Posted on Tue 19 December 2017 in Tech

I got a second-hand Samsung Galaxy S5 for my mum yesterday (a G900I model, from Telstra), and I spent some time getting it ready.

Firstly, I downloaded the most-recent Telstra firmware image. At time of writing, that's G900IDVU1CQJ2. Telstra appears to be the only carrier still releasing stock firmware for this phone, so I downloaded the Telstra version even though we're connecting to Spark New Zealand. This means the phone will at least be running the most up-to-date baseband and modem firmware.

Note - if you try this, and find that the recent (international) version doesn't work properly with your local carriers, download the older (local) package, and flash the modem.bin and the NON-HLOS.bin packages from the local one instead.
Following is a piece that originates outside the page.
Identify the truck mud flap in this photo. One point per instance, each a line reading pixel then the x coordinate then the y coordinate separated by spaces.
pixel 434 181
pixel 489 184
Flashing the new firmware required a little thinking. I'm 99% sure that I did this the hard way, but basically:

  • Download the newest version of Heimdall from Github
  • Back last year I had a post that mentioned editing CMakeLists.txt - ignore that now.
  • Build the software (assuming you extracted the zip instead of using git clone), with:
    cd Heimdall-master
    mkdir build
    cd build
    cmake -DDISABLE_FRONTEND=ON -DCMAKE_BUILD_TYPE=Release .. 
    make
    

Once I'd built Heimdall, I unzipped the firmware into a convenient place, and I examined the PIT file from the phone:

./heimdall print-pit

This descripts the partition table on the phone. In particular, it tells you which files in your firmware package should be uploaded to which partitions. I ended up with the following Heimdall flash line:

./heimdall flash --APNHLOS NON-HLOS.bin --MODEM modem.bin --SBL1 sbl1.mbn --DBI sdi.mbn --ABOOT aboot.mbn --RPM rpm.mbn --TZ tz.mbn --BOOT boot.img --RECOVERY recovery.img --SYSTEM system.img.ext4 --CACHE cache.img.ext4 --HIDDEN hidden.img.ext4

I know I could have only flashed the modem.bin and NON-HLOS.bin files, but I'm not sure what I would have missed by skipping all the other partitions.

After the phone was flashed up to the current Stock firmware, I made sure it booted correctly, and then went ahead and converted the phone to my beloved LineageOS, happy in the knowledge that all the "other bits" of the firmware were all updated.